Lane P A, Rogers Z R, Woods G M, Wang W C, Wilimas J A, Miller S T, Khakoo Y, Buchanan G R
Colorado Sickle Cell Treatment and Research Center, University of Colorado School of Medicine, Denver.
J Pediatr. 1994 Jun;124(6):859-62. doi: 10.1016/s0022-3476(05)83171-3.
We retrospectively examined the medical and autopsy records of seven previously unpublished cases of fatal pneumococcal septicemia in children with hemoglobin SC disease. The earliest death occurred in a 1-year-old child who had congenital heart disease with cyanosis; the other children were aged 3 1/2 to 15 years. Only one child had received pneumococcal vaccine or prophylactic penicillin therapy. All seven children had an acute febrile illness and rapid clinical deterioration despite parenterally administered antibiotic therapy and intensive medical support. Erythrocyte pit counts in two patients were 40.3% and 41.7%, respectively (normal, < or = 3.6%). Autopsy data from five cases showed marked splenic congestion without infarction in five, splenomegaly in four, and bilateral adrenal hemorrhage in three. These cases illustrate that functional asplenia predisposes some children with hemoglobin SC disease to the development of fatal septicemia after the age of 3 years. We conclude that pneumococcal vaccine should be administered to all children with hemoglobin SC disease and that acute febrile illnesses should be investigated promptly for the possibility of septicemia. The routine use of prophylactic penicillin therapy in infants and children with hemoglobin SC disease remains controversial.

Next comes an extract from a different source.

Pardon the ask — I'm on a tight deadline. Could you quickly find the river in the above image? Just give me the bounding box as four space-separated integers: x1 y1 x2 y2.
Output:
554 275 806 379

我们回顾性研究了7例先前未发表的血红蛋白SC病患儿致命性肺炎球菌败血症病例的医疗和尸检记录。最早死亡的是一名患有先天性心脏病并伴有紫绀的1岁儿童;其他儿童年龄在3.5岁至15岁之间。只有一名儿童接种过肺炎球菌疫苗或接受过预防性青霉素治疗。尽管接受了静脉注射抗生素治疗和强化医疗支持,所有7名儿童均出现急性发热性疾病且临床迅速恶化。两名患者的红细胞凹坑计数分别为40.3%和41.7%(正常范围,≤3.6%)。5例尸检数据显示,5例有明显的脾充血但无梗死,4例脾肿大,3例双侧肾上腺出血。这些病例表明,功能性无脾使一些血红蛋白SC病患儿在3岁后易发生致命性败血症。我们得出结论,应给所有血红蛋白SC病患儿接种肺炎球菌疫苗,对于急性发热性疾病应及时调查是否有败血症的可能。对于血红蛋白SC病婴幼儿常规使用预防性青霉素治疗仍存在争议。